Then the new game becomes either dealing with the ignorance of society that doesn't believe a child could be so irreparably damaged or making the conscious effort to toughen one's skin and ignore the anger and jeering from adult peers and consequently, terminate those relationships too.
The alternative solution is to stay in the relationship with the abusive partner which only seems to eliminate one problem, the negative reverberations one receives from other adults and from some professionals that believe it is possible to heal these children. There is never a discussion from those professionals, however, as to the negative impact the traumatized child has on the adult parent, an impact that mars the adult's life forever and often times, mars the lives of the traumatized siblings as well. Neither are the adult peers willing to invest time in discussing and comprehending the pain of a raising a damaged child.

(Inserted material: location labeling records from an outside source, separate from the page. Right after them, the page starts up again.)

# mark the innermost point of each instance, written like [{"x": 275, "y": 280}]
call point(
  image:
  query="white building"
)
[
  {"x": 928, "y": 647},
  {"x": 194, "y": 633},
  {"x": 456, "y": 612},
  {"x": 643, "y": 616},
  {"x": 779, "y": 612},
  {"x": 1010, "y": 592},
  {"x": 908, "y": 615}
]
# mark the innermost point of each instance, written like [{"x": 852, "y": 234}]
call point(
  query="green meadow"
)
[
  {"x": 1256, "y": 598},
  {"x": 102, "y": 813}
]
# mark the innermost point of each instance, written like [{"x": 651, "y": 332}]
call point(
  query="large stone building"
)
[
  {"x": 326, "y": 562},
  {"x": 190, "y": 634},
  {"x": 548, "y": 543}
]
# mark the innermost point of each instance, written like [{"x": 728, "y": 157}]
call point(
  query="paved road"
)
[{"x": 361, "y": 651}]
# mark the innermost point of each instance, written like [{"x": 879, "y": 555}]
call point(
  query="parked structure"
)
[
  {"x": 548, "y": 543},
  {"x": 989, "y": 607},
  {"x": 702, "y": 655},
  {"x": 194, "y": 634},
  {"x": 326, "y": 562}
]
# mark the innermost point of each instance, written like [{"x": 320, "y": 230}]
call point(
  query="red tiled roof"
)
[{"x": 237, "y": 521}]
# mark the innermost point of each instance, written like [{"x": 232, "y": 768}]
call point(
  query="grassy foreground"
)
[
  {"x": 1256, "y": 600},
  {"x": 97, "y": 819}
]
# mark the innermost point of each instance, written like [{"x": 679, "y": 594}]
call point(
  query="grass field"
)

There is no "win". Terminating a challenging adult relationship is never easy but often leads the abused partner to a place of healing and peace. Terminating a challenging child relationship leads no one to peace neither does maintaining the relationship. The bottom line is, unless individuals have lived this hell for themselves, they will never fully understand the damage and impact a traumatized child can have on a family.
One of the readers from my other blog posted the following comment which I thought was equally poignant:
"sixty years ago, those same adults who are willing to villify [parents] now would have villified [them] for the choice NOT to permanently institutionalize a child. They're going with common wisdom, which has changed within a couple of generations."
All told, I'm a "what's the bigger picture?" kind of gal before I hang a verdict on something. There is always more to a story than what we see at face value. What do I know? Maybe this American adoptive mom was horrible right back to this child? Maybe the Russian orphanage was brutally honest and she ignored their wisdom because she thought she could beat the odds? Maybe it's all too big a stretch for humanity and the only answer to everything, is the quote I wrote at the heading of this blog: "life and our faith isn't about "handling" it, it's about clinging to the one hope that is secure, our freedom from sin and death"?
There, by the grace of God, go I. Every single second of every single minute of every single day. If His mercies weren't new for me every morning, how on earth could my mercies be new for Sissy every morning? Simply put, they wouldn't be. And that alone may be the difference, the defining line between my choice and the choice this adoptive mom made the day she put her son on a plane back to Russia.